In Fatherhood, Kevin Hart’s out-of-his-depth widower joins cinema’s pantheon of burdened lone fathers, from Chaplin to brooding Laurence Fishburne
It’s Father’s Day, and if you’re looking for a suitable new film to mark the occasion,
Netflix has cannily released Paul Weitz’s Fatherhood just in time – ending a long period of pandemic limbo for a film that was supposed to be out in April 2020. One way or another, it has found its moment: sweetly agreeable if no classic, you’d never guess it wasn’t entirely custom-made for this one day of the year.

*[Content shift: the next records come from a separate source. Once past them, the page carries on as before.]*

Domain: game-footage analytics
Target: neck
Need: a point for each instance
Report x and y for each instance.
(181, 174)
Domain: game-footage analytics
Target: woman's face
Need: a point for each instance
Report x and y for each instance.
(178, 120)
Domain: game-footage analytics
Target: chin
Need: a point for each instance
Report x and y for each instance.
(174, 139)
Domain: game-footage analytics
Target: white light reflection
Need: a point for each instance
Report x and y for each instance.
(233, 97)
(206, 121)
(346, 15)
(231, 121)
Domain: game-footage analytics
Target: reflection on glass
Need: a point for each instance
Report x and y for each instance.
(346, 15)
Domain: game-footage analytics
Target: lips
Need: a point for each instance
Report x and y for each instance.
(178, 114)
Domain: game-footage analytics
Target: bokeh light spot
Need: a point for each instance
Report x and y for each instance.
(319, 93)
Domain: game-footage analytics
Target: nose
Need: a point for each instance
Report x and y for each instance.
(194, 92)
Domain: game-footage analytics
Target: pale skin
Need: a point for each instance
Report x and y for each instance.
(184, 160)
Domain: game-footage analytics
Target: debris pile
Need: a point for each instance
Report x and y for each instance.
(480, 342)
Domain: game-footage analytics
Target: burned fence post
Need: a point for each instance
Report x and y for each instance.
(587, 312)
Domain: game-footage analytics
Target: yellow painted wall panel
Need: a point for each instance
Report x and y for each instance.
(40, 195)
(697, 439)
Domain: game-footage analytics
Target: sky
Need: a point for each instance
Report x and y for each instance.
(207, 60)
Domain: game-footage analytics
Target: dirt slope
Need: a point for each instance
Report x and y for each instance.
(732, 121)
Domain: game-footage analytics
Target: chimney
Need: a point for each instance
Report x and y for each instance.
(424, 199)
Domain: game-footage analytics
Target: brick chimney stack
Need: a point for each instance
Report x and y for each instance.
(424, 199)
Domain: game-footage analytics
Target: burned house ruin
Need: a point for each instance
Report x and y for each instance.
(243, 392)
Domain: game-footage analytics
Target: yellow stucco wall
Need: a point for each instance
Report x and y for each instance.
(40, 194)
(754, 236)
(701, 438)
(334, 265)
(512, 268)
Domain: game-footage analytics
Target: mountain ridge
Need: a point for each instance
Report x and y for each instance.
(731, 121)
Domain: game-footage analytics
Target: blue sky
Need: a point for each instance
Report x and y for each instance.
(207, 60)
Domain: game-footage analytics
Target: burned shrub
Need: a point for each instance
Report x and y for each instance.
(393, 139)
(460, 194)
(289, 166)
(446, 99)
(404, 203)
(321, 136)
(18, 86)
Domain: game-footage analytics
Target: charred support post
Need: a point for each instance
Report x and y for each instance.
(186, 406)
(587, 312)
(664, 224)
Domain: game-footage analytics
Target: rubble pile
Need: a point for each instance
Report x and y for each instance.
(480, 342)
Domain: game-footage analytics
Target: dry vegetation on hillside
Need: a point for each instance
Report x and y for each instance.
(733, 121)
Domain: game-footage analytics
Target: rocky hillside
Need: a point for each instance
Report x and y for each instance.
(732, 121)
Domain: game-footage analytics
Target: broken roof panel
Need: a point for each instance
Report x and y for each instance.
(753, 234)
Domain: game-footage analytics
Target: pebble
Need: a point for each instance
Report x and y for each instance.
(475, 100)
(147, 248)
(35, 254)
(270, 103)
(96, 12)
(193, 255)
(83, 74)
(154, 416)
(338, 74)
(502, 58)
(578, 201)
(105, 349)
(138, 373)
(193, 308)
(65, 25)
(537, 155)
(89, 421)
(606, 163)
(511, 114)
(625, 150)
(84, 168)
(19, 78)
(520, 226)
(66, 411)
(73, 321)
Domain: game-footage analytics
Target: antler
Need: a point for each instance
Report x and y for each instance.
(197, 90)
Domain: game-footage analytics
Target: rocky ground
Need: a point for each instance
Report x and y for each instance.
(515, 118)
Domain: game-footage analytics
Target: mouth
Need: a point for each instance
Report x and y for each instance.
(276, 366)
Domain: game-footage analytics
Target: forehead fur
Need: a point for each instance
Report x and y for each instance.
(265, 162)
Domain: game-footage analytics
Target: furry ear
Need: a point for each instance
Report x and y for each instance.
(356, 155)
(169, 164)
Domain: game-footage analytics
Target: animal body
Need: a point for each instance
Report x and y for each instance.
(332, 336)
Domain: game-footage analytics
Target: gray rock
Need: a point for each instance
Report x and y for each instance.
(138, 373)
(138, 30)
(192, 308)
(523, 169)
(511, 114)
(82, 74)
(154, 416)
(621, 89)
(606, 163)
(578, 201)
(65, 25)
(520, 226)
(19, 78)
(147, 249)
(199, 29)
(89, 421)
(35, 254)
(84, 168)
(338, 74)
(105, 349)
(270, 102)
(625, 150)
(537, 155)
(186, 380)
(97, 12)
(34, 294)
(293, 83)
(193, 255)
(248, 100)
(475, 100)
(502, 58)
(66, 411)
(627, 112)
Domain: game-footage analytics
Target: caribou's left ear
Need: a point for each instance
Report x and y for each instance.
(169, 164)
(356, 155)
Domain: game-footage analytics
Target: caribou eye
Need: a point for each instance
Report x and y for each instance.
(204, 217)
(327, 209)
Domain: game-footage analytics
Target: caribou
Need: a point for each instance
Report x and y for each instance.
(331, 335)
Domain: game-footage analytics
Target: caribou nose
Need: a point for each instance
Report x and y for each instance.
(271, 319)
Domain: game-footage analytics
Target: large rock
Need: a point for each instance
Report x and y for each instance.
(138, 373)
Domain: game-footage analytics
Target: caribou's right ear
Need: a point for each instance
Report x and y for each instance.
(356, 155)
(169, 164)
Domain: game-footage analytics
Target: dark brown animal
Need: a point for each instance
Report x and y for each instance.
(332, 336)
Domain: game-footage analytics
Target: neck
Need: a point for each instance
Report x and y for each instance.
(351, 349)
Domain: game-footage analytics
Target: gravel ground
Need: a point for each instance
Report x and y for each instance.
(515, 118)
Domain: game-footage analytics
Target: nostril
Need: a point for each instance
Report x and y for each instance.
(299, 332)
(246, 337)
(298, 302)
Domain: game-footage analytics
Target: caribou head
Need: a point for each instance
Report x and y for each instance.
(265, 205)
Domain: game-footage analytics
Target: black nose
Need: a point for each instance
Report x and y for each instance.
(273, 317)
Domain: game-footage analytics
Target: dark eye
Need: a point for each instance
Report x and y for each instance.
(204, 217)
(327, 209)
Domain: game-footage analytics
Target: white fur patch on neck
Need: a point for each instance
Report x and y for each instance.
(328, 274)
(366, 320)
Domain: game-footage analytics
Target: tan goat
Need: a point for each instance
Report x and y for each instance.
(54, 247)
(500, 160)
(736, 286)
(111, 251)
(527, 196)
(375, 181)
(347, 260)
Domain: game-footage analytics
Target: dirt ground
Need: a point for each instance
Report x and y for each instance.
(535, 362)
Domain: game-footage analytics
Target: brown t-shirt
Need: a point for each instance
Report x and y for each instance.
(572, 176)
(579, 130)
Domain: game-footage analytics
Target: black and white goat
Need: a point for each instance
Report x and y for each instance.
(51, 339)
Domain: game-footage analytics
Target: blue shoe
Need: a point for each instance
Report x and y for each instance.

It’s a showcase for the softer side of Kevin Hart, the brash, unfiltered comedian who got into hot water some years ago over homophobic tweets and
comedy routines detailing his fear of his son growing up to be gay. Perhaps Fatherhood is to some extent an image reform exercise. He’s certainly quite disarming in it, as an overwhelmed widower left holding his infant daughter without a clue about how to raise her. As you can probably predict, what ensues is a dual coming-of-age story, as the manchild matures in tandem with his kid. Weitz, who has experience in crude comedy (American Pie) and mellower male crisis (About a Boy), unsurprisingly pitches Fatherhood halfway between those two modes, allowing some room for Hart’s trademark shtick between sentimental life lessons.